Sunday, October 16, 2005


Craft Talk with Slade Badiner

First things first: Gillian's work in this year's Turner prize.
Go hump a door. I'll show you ass pics.
You want to know what was breathtaking in its richness? I loved Perm "# 1 stiff" Nipples show in the make-shift shack downtown. That's right, I loved it. Dark, sad, sexual, stupid and brilliant...actually, how about we stop using the word brilliant to describe artwork around here? Do I have a ringtone? NO.
Do I want to visit your female hair loss site? NO.
Would I listen to Rick "SCTV" Moranis's Country CD? I would. Read the lyrics.
Do I like crap shrimp at art openings? Sure. Why not. When I'm hungry I'll eat anything. Get me drunk every first friday, I don't care.
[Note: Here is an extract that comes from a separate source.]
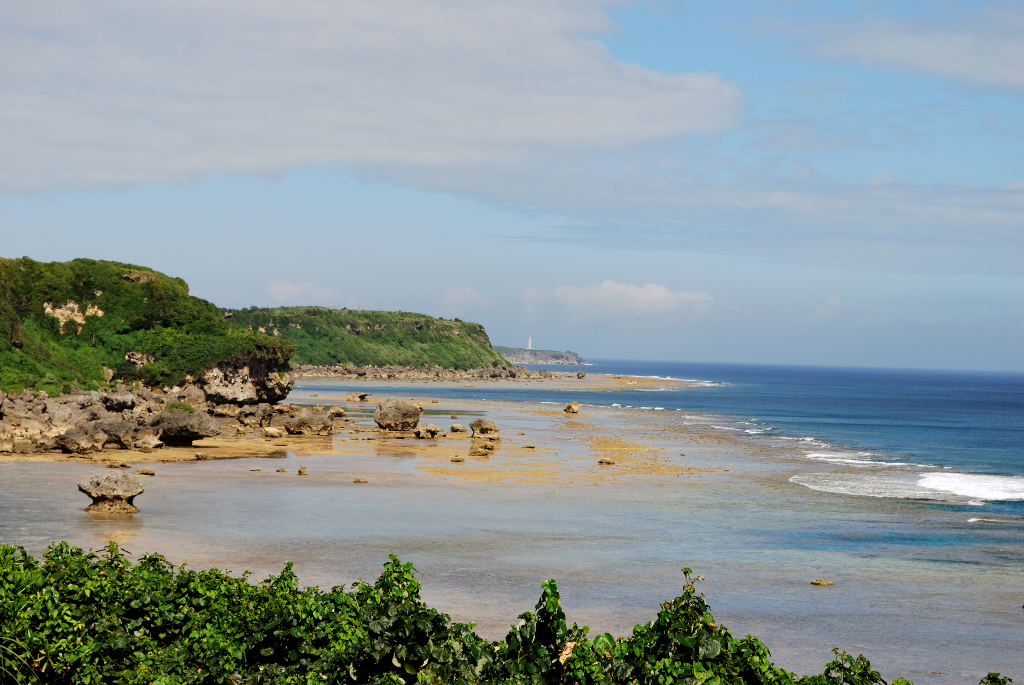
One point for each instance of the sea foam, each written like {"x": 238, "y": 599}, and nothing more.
{"x": 976, "y": 486}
Pack them in with wine boxes and ham. I'm no snob. Forget the artwork. I'll just walk up to knickerbockers or get a tattoo. Now, for the chick that sent me her pubic hair drawing, thanks. That was a butterfly, right? Email me something. I'll get it, you little brat you. Mapplethorpe and Serrano are still being used by the government to put chasity belts on artists. Unreal. For now that's it. Go write on your hand cause I'm going to go watch a performance of some guy masterbating between two kittens. Should be fun.